Egos, personalities and agendas clash.
Drama queens and alpha males accustomed to being center stage vie for attention.
Insecurities and wounds bubble to the surface.
Old rivalries and attractions rekindle.
Playwright Donald Margulies mines potential for comedy and drama that results from these combustible personalities in his latest play, “The Country House,” which opens the season for The Rep on Sept. 3 at the Pittsburgh Playhouse in Oakland.
Many of the reviews written after the play's 2014 world premiere at the Geffen Playhouse in Los Angeles and its New York premiere at the Manhattan Theatre Club noted its references to plays by Anton Chekhov and Noel Coward, says John Amplas who is directing The Rep's production.

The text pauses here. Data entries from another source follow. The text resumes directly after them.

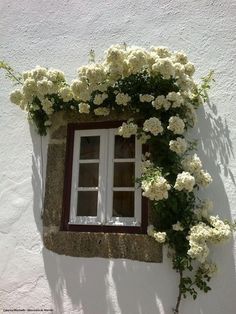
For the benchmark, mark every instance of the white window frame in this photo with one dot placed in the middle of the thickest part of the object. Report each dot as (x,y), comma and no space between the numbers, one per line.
(105,182)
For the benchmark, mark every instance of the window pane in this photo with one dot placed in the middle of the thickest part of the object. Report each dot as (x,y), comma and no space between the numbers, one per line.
(123,174)
(87,203)
(88,175)
(89,147)
(124,147)
(123,204)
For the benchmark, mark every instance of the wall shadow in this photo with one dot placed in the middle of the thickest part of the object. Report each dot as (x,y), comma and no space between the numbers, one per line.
(103,286)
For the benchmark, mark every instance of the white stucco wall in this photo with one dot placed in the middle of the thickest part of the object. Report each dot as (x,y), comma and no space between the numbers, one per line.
(60,34)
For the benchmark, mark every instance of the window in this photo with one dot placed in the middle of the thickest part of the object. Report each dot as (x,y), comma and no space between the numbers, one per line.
(100,193)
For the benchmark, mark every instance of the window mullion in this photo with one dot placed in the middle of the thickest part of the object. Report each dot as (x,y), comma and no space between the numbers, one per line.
(110,174)
(102,177)
(138,196)
(74,179)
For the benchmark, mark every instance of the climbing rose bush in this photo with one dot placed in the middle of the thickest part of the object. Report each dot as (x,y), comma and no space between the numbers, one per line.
(156,88)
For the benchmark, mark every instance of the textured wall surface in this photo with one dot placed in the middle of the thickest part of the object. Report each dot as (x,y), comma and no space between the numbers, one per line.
(60,34)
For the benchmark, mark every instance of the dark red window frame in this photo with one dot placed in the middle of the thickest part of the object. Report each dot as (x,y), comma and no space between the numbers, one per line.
(65,226)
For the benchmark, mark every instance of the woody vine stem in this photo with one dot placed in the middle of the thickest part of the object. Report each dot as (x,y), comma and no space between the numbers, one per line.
(156,85)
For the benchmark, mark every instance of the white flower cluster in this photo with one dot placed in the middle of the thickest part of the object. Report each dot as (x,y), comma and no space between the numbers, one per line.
(122,99)
(99,98)
(153,125)
(177,226)
(202,234)
(127,129)
(158,236)
(143,138)
(145,98)
(176,125)
(84,108)
(193,165)
(184,181)
(179,146)
(155,188)
(175,98)
(39,83)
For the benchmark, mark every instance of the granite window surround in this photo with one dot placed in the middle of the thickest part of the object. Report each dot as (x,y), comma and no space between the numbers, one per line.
(134,246)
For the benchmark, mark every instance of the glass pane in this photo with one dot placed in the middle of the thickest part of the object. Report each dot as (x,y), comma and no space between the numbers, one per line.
(123,174)
(87,203)
(89,147)
(123,204)
(124,147)
(88,175)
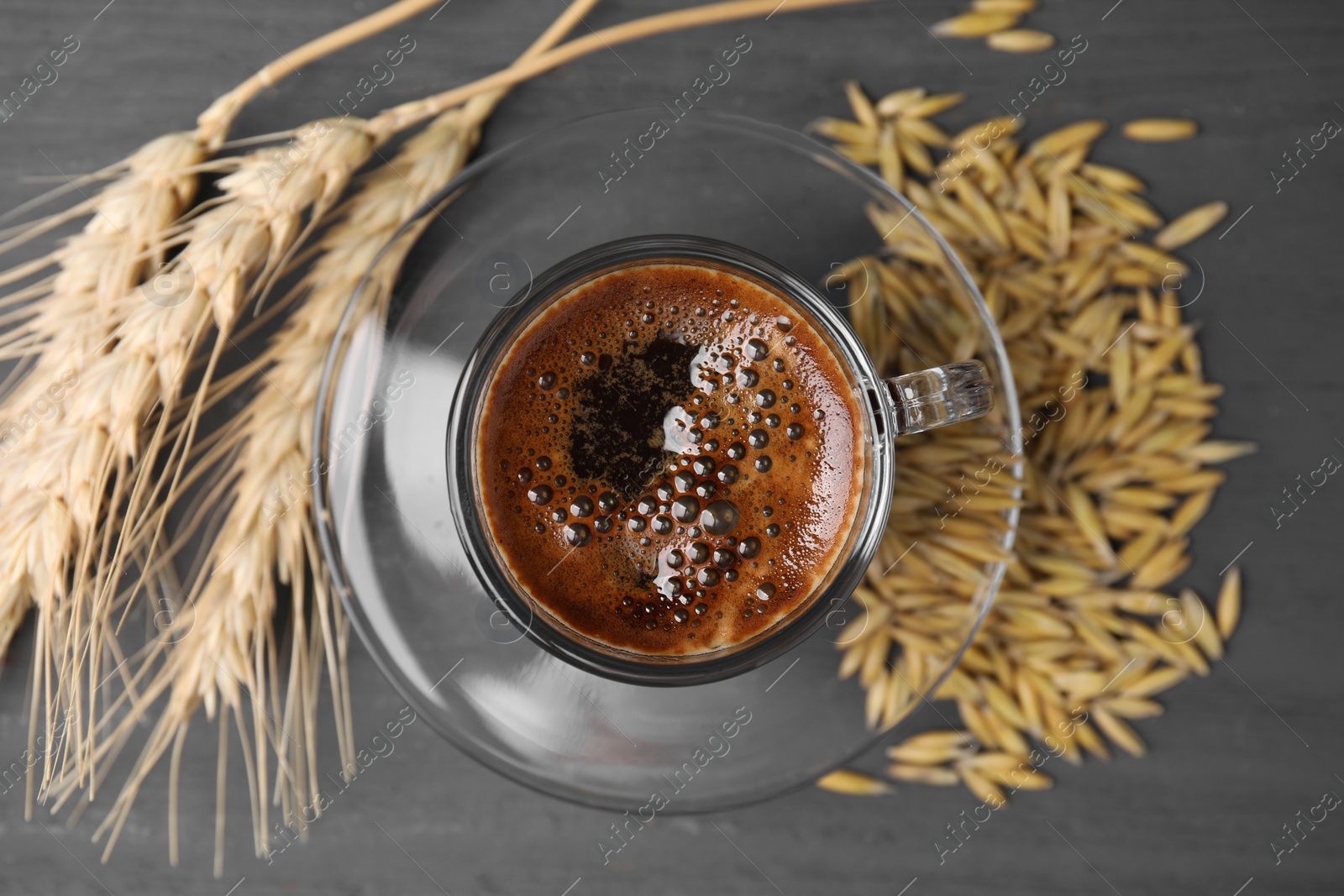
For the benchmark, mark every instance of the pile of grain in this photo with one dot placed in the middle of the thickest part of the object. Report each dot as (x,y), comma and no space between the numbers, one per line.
(1116,416)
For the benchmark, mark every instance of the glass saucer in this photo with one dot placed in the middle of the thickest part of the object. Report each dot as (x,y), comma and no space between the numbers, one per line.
(383,510)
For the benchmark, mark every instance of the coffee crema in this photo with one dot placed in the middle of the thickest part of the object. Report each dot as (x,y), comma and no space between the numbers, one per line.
(669,458)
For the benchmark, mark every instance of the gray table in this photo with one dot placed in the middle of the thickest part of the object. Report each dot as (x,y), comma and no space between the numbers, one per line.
(1238,754)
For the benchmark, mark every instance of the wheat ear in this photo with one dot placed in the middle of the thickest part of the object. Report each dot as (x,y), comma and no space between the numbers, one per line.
(228,647)
(131,356)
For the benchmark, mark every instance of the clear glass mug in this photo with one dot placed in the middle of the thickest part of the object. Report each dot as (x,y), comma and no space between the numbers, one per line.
(889,409)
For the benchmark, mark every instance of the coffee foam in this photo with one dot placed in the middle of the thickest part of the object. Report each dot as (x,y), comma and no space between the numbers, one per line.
(669,458)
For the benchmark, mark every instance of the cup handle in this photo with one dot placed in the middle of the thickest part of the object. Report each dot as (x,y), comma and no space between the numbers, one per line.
(941,396)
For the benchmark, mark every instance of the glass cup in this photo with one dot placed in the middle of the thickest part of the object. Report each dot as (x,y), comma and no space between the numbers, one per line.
(889,407)
(383,495)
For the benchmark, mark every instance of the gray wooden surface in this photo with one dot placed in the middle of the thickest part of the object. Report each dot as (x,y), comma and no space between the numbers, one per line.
(1236,755)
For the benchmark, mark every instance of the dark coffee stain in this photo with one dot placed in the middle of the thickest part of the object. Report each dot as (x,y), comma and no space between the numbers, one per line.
(618,412)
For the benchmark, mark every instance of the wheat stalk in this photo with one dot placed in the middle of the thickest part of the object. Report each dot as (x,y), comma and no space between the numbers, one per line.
(67,322)
(85,495)
(228,647)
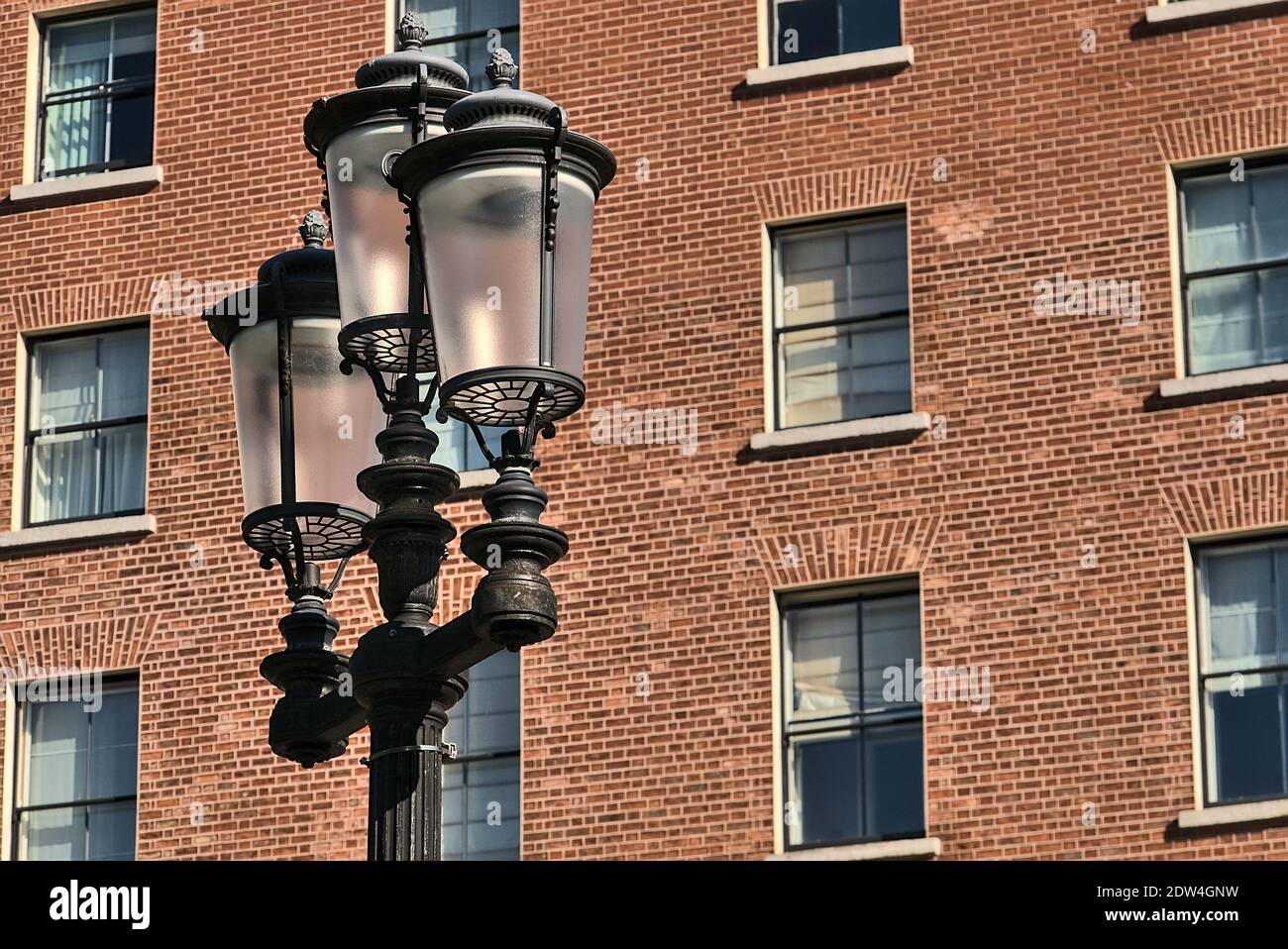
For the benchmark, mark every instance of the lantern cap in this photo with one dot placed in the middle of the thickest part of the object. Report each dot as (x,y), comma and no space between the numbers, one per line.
(400,68)
(299,282)
(386,88)
(500,106)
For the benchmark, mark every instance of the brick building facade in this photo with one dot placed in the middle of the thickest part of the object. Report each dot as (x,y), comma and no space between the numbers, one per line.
(1042,502)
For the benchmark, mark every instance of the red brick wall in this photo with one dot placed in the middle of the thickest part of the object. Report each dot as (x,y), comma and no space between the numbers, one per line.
(1056,163)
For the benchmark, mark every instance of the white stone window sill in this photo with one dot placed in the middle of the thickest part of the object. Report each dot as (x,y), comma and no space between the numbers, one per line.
(1227,814)
(471,480)
(1180,11)
(1216,381)
(917,849)
(81,533)
(910,423)
(127,180)
(833,65)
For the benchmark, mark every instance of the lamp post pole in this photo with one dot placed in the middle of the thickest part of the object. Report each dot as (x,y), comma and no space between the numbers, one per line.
(468,171)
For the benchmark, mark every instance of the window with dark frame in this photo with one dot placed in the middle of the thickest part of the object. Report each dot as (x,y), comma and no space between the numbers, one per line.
(458,449)
(86,426)
(481,785)
(1234,264)
(840,333)
(468,31)
(853,757)
(816,29)
(98,82)
(77,770)
(1243,670)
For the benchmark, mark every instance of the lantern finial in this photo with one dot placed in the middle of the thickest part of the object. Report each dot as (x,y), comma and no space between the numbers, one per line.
(313,230)
(501,71)
(411,31)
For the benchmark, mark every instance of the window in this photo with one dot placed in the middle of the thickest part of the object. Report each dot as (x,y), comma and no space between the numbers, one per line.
(1243,660)
(463,30)
(458,449)
(853,759)
(86,426)
(1234,266)
(76,777)
(481,786)
(816,29)
(841,322)
(97,89)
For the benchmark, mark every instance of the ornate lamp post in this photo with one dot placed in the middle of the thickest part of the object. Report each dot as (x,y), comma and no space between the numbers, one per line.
(500,197)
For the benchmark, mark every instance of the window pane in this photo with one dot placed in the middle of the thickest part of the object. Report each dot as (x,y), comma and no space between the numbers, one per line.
(114,746)
(807,30)
(65,382)
(893,787)
(1237,320)
(454,17)
(77,54)
(73,754)
(481,810)
(54,834)
(848,371)
(1233,223)
(1245,738)
(487,718)
(111,831)
(124,359)
(823,647)
(851,369)
(1218,223)
(56,759)
(1240,609)
(892,636)
(879,268)
(94,128)
(825,791)
(868,25)
(123,458)
(63,476)
(458,449)
(75,136)
(475,55)
(134,46)
(130,130)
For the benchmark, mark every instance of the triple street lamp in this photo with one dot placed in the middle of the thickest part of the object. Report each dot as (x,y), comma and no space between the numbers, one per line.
(483,204)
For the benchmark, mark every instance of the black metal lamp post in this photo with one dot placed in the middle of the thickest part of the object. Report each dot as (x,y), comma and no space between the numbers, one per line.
(482,178)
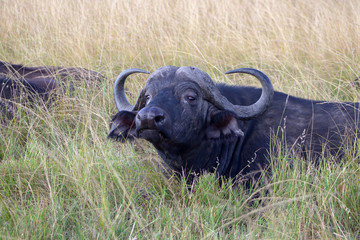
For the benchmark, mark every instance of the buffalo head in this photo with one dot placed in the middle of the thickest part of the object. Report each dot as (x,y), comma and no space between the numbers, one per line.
(180,110)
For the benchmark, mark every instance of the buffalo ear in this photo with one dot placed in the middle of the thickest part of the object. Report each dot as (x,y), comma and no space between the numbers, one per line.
(123,126)
(222,124)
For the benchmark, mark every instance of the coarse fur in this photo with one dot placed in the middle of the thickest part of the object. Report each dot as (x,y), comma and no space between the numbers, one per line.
(192,135)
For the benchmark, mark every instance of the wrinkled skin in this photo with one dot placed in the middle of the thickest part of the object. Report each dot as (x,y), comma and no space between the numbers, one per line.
(191,134)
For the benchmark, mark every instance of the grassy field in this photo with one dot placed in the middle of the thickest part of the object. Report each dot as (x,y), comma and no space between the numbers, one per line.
(61,178)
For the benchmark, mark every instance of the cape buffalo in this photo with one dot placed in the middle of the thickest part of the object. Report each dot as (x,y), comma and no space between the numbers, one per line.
(38,83)
(196,125)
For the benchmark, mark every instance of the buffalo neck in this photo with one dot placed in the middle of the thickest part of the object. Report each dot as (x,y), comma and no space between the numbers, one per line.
(211,155)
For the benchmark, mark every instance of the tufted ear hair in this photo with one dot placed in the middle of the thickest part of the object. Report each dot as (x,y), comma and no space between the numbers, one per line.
(122,126)
(221,124)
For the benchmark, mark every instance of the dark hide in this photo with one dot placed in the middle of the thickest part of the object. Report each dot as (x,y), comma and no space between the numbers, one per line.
(192,135)
(19,83)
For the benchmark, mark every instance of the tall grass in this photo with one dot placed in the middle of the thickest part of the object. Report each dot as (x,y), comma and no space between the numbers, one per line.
(61,178)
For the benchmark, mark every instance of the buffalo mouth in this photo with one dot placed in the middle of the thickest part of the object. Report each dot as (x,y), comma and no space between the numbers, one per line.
(151,134)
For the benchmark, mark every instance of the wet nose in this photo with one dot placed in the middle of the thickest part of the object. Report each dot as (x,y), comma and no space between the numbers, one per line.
(151,117)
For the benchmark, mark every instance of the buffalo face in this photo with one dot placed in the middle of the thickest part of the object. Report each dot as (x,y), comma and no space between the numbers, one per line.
(179,109)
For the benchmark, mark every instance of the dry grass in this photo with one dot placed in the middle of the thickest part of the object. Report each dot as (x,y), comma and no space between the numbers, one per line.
(60,177)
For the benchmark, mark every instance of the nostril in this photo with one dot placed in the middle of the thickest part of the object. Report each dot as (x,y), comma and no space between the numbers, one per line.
(159,118)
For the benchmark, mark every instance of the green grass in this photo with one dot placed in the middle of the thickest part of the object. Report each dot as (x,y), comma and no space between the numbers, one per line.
(61,178)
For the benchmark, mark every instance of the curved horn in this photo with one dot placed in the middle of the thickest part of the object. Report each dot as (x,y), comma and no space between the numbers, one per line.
(121,101)
(260,105)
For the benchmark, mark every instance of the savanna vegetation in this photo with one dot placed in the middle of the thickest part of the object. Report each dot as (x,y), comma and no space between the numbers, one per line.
(61,178)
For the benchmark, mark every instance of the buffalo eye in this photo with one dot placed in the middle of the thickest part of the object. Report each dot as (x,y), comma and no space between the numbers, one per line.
(190,98)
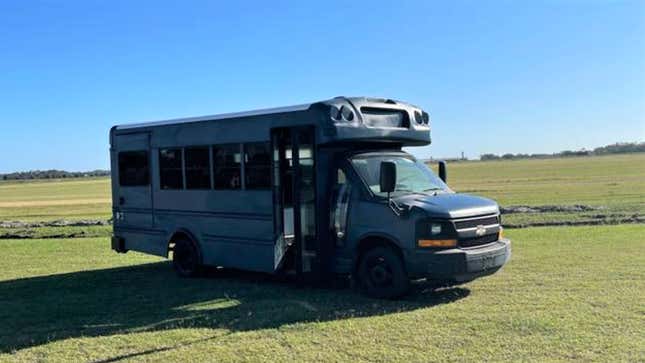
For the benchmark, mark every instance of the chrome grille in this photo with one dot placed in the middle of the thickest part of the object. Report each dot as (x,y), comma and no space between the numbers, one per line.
(472,223)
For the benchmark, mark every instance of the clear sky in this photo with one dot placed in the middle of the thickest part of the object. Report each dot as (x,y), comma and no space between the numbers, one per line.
(495,76)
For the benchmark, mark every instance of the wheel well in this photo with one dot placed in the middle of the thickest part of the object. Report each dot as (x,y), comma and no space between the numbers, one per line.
(179,235)
(374,241)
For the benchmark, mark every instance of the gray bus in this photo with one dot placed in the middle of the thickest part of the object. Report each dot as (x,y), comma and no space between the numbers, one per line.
(315,190)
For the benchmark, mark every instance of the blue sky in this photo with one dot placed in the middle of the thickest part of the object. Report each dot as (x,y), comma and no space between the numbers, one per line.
(495,76)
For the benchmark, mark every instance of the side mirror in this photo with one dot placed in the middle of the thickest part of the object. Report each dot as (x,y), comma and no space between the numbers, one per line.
(387,178)
(443,172)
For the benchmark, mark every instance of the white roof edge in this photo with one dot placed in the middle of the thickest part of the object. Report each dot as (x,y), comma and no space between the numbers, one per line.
(266,111)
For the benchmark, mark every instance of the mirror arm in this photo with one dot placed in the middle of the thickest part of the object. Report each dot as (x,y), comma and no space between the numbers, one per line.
(395,207)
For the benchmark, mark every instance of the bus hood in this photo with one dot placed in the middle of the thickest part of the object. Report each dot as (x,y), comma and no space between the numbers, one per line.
(450,205)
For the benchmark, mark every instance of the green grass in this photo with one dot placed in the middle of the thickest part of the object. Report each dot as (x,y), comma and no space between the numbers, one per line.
(568,294)
(45,200)
(615,182)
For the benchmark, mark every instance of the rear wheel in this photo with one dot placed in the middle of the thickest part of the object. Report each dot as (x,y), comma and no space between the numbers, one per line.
(186,259)
(381,274)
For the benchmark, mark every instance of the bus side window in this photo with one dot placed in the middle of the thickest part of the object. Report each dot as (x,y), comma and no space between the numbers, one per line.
(170,169)
(257,165)
(227,165)
(198,169)
(133,168)
(340,204)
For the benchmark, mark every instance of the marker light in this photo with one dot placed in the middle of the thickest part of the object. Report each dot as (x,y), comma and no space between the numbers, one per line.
(437,243)
(347,113)
(334,113)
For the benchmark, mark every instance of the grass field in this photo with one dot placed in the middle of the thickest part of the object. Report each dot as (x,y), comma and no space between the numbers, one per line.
(569,293)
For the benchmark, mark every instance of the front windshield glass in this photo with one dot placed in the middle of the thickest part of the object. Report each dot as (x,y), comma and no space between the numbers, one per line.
(411,176)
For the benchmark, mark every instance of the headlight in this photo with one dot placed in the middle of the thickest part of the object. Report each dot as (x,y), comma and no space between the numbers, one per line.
(437,243)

But other reasons motivated Amplas to direct it.
“I thought it was a really tight, well-written family drama,” says Amplas, who is also The Rep's associate artistic director. “Any family can relate to it and understand it.”
“The Country House” revolves around a multi-generational family of theater artists who gather at their Massachusetts summer home near the Williamstown Theater Festival to commemorate the one-year anniversary of the death of Kathy, a much-loved sister, daughter and wife and a film star who died of cancer at 41.
But distractions and interruptions derail that intention almost immediately.
Anna, the family's matriarch and a dwindling but still impressive Broadway star, has invited Michael, a now-famous television actor with whom she once worked, to move in while his apartment is fumigated.
Kathy's widowed husband, Walter, a successful film director, has brought along his new girlfriend, Nell, an actress who once had a brief relationship with Walter's brother Elliott, an embittered, hapless, sometime actor ne'er-do-well.
Susie, Walter's daughter and the family's only non-theater person, is not happy that her dad is planning to marry Nell.
“I recognize the appetites, the family part of it,” Amplas says. “There are themes of dealing with grief, ageism, mother-son relationships — all these relationships I recognize in my own family.
“As tempers flare, the play offers moments of both humor and pathos,” Amplas says.
“One of the first things I told the cast was: ‘It's a comedy. Let's look for the humor. But it's also tempered with serious issues. There's a nice mix of humor, wit and pathos.”